The big retirement savings mistakes Americans are making

Americans are making key mistakes when it comes to saving for their retirement, according to a survey conducted by MagnifyMoney.

Nearly half of the people surveyed have withdrawn money from their employer-sponsored retirement savings account, and nearly one-fifth of those surveyed are not contributing the proper amount in order to maximize their employer’s match.

“The most damning finding of all is that 27% of those surveyed have never thought about how much they’ll need in retirement,” the survey report states. “And while ‘ignorance is bliss’ may hold true when it comes to some things in life, this expression should not apply to your retirement plans.”

The survey did not distinguish whether the people replenished their 401(k)s after withdrawing money from them by taking a loan.

Since retirement savings are intended to be used during retirement, withdrawing them earlier than intended can be detrimental down the line, which could lead to people working longer than expected in order to be able to financially support themselves.

Most of the people surveyed have withdrawn money from their retirement plan to either pay off debt or to help buy a home, and a fifth are not setting aside enough money to reap the benefits of an employer-sponsored match.

Buying a home

Experts still recommend people put down at least 20% in a down payment when it comes to buying a home in order to optimize your mortgage payments. Student loans and credit card debt loom over many younger generations, which is why some millennials are withdrawing their retirement savings in order to accomplish what they consider to be their dreams of owning a home or paying down their debt.

In general, more than one-third of millennials (36%) found it acceptable to withdraw from their retirement savings, versus only 26% of Gen Xers finding that to be an appropriate action. Not surprisingly, only 17% of baby boomers felt withdrawing from their retirement savings to be acceptable.

Withdrawing your retirement funds before the appropriate age to do so will inevitably result in financial penalties, including fees and taxes.

Maximizing employer matches

While 80% of those surveyed contribute the proper amount to their employer-sponsored savings plan, 20% admitted they don’t maximize the opportunity given to them by contributing enough money to earn employer-sponsored matches. Losing out on the “free money” your company gives you in their match program is a critical financial mistake.

Experts find it’s crucial to save early and save often in a person’s career in order to ensure retirement is financially achievable. Let’s say your employer matches 100% of your contribution up to 3% of your salary and matches 50% of your contribution up to 5% of your salary, maximizing that contribution can make or break someone’s retirement savings.

Using numbers to better understand these percentages, if you make $3,000 per paycheck and you contribute 10% of your salary to your 401(k), then $300 of your own money is put into your 401(k) and your employer would deposit an additional $120 per paycheck to your 401(k). This means if you don’t maximize how much your employer is willing to match, you are missing out on an additional 4% of so-called “free money” if you don’t contribute at least 5% of your salary to your 401(k).

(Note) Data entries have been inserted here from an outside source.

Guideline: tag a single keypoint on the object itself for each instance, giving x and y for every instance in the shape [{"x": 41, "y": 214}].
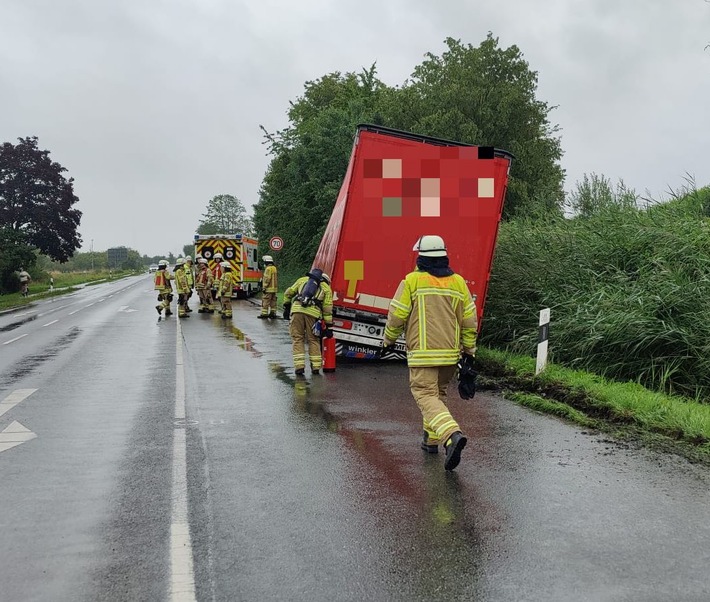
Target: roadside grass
[
  {"x": 624, "y": 408},
  {"x": 64, "y": 283}
]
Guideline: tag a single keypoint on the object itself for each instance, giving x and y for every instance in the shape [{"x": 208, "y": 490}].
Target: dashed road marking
[
  {"x": 15, "y": 339},
  {"x": 182, "y": 573},
  {"x": 14, "y": 398},
  {"x": 14, "y": 435}
]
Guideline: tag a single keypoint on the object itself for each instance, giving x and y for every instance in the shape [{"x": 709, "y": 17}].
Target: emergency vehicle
[
  {"x": 241, "y": 252},
  {"x": 399, "y": 186}
]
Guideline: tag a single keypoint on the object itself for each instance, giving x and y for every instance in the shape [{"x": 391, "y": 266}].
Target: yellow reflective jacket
[
  {"x": 162, "y": 280},
  {"x": 181, "y": 282},
  {"x": 203, "y": 278},
  {"x": 439, "y": 316},
  {"x": 190, "y": 274},
  {"x": 226, "y": 284},
  {"x": 324, "y": 300},
  {"x": 269, "y": 281}
]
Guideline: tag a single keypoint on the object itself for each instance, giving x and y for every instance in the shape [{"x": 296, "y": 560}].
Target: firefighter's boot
[
  {"x": 453, "y": 448},
  {"x": 428, "y": 447}
]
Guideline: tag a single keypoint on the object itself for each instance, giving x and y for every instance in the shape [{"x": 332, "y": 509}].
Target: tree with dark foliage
[{"x": 37, "y": 201}]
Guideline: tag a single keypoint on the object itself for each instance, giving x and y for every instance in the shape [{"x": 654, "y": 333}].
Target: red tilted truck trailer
[{"x": 398, "y": 187}]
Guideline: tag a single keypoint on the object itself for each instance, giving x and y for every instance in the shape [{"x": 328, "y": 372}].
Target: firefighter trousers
[
  {"x": 165, "y": 302},
  {"x": 205, "y": 295},
  {"x": 301, "y": 331},
  {"x": 268, "y": 304},
  {"x": 428, "y": 385},
  {"x": 226, "y": 302}
]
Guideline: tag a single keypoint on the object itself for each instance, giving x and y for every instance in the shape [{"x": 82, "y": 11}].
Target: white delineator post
[{"x": 543, "y": 334}]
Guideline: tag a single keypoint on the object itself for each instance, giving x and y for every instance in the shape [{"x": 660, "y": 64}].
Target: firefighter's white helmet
[{"x": 430, "y": 245}]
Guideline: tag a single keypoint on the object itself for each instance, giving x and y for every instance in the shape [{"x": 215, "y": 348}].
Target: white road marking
[
  {"x": 15, "y": 434},
  {"x": 182, "y": 575},
  {"x": 14, "y": 398},
  {"x": 15, "y": 339}
]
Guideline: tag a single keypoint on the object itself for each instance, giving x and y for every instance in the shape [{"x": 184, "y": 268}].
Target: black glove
[{"x": 467, "y": 377}]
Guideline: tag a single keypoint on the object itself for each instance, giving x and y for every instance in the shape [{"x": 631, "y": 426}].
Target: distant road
[{"x": 164, "y": 460}]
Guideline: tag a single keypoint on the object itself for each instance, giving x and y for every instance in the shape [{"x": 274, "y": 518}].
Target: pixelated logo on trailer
[{"x": 421, "y": 196}]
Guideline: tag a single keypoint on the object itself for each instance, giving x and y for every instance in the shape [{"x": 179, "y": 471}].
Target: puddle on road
[
  {"x": 305, "y": 402},
  {"x": 243, "y": 341},
  {"x": 30, "y": 363},
  {"x": 17, "y": 324}
]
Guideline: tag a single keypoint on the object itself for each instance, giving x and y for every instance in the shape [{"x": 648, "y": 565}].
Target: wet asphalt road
[{"x": 304, "y": 488}]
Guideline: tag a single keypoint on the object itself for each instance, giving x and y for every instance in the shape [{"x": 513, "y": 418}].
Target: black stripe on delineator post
[{"x": 543, "y": 334}]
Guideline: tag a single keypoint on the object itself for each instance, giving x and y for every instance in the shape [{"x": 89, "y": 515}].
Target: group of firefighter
[
  {"x": 213, "y": 286},
  {"x": 432, "y": 307}
]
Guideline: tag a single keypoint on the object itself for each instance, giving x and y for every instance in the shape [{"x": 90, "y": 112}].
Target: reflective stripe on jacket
[
  {"x": 181, "y": 282},
  {"x": 439, "y": 316},
  {"x": 217, "y": 274},
  {"x": 162, "y": 282},
  {"x": 324, "y": 296},
  {"x": 269, "y": 282},
  {"x": 226, "y": 284},
  {"x": 204, "y": 278}
]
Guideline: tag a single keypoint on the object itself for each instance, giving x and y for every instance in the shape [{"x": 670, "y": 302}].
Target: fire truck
[
  {"x": 399, "y": 186},
  {"x": 241, "y": 252}
]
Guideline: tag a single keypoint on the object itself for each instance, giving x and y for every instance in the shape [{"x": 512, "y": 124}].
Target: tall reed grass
[{"x": 628, "y": 288}]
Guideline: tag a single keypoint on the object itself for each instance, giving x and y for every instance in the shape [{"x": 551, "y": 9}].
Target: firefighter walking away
[
  {"x": 225, "y": 290},
  {"x": 203, "y": 286},
  {"x": 435, "y": 310},
  {"x": 270, "y": 286},
  {"x": 163, "y": 284},
  {"x": 306, "y": 302},
  {"x": 182, "y": 285}
]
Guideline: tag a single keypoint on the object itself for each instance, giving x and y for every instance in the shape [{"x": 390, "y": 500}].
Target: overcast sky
[{"x": 154, "y": 106}]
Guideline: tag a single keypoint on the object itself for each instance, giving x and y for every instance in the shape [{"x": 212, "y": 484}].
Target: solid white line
[
  {"x": 182, "y": 575},
  {"x": 15, "y": 339},
  {"x": 14, "y": 398},
  {"x": 14, "y": 435}
]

This survey also showed other retirement savings mistakes, including 35% saying they aren’t saving enough for retirement. Financial experts reiterate it’s crucial to contribute to your retirement plan as soon as possible, as a smaller amount invested earlier will compound to a larger amount later.

And when changing jobs, instead of rolling over their retirement savings plan from one company to another, nearly one-third of people surveyed said they withdrew the balance.